Table of contents:
- 1. Baked turnip with thyme
- 2. Stew with turnips, beef and mushrooms
- 3. Turnip stuffed with mushrooms and vegetables
- 4. Fried chicken garnished with turnips and pears
- 5. Soup-mashed turnip with apple
- 6. Vegetable soup with turnips and rice
- 7. Salad with turnips, carrots and apple
- 8. Salad with turnips, beets and nuts
- 9. Potato pancakes with turnips
- 10. Salad with turnips, cabbage and carrots
- 11. Salad with turnips, cucumber and eggs
- 12. Turnip with apples and raisins in pots
2024 Author: Malcolm Clapton | [email protected]. Last modified: 2023-12-17 03:44
Soups, stews, salads and potato pancakes with turnips are delicious.
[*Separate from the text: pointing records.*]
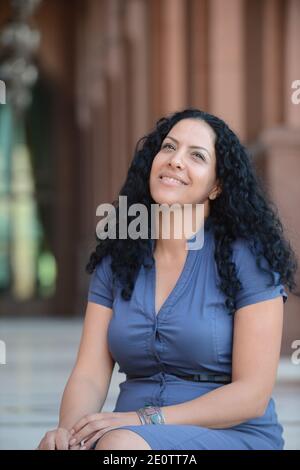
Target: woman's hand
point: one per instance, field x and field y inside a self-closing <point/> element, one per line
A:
<point x="57" y="439"/>
<point x="90" y="428"/>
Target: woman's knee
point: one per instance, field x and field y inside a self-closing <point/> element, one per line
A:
<point x="121" y="439"/>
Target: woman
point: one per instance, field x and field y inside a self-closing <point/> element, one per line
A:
<point x="198" y="331"/>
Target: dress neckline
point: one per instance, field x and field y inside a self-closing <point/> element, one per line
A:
<point x="183" y="277"/>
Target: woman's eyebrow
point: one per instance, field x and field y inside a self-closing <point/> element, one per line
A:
<point x="191" y="146"/>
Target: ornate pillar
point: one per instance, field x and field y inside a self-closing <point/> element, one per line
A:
<point x="282" y="159"/>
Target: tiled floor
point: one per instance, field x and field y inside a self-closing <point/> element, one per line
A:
<point x="40" y="355"/>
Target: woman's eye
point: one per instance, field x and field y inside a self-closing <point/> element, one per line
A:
<point x="199" y="155"/>
<point x="167" y="145"/>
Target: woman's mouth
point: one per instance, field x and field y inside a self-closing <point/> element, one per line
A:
<point x="171" y="181"/>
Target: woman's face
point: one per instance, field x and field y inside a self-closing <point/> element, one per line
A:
<point x="188" y="154"/>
1. Baked turnip with thyme
Ingredients
- 500 g turnips;
- 1 tablespoon olive oil + a little for lubrication;
- 1 tablespoon balsamic vinegar
- ½ teaspoon dried thyme;
- salt to taste;
- ground black pepper - to taste;
- a few sprigs of parsley.
Preparation
Peel the turnips, cut into small pieces and place in a bowl. Combine oil, vinegar, thyme, salt and pepper. Pour the mixture over the vegetables and stir.
Grease a baking sheet with butter and place the turnips in one layer. Bake at 230 ° C for 25 minutes. Then turn the turnip pieces over and bake for another 10 minutes. The turnips should soften and brown.
Before serving, season with salt and pepper and sprinkle with finely chopped parsley.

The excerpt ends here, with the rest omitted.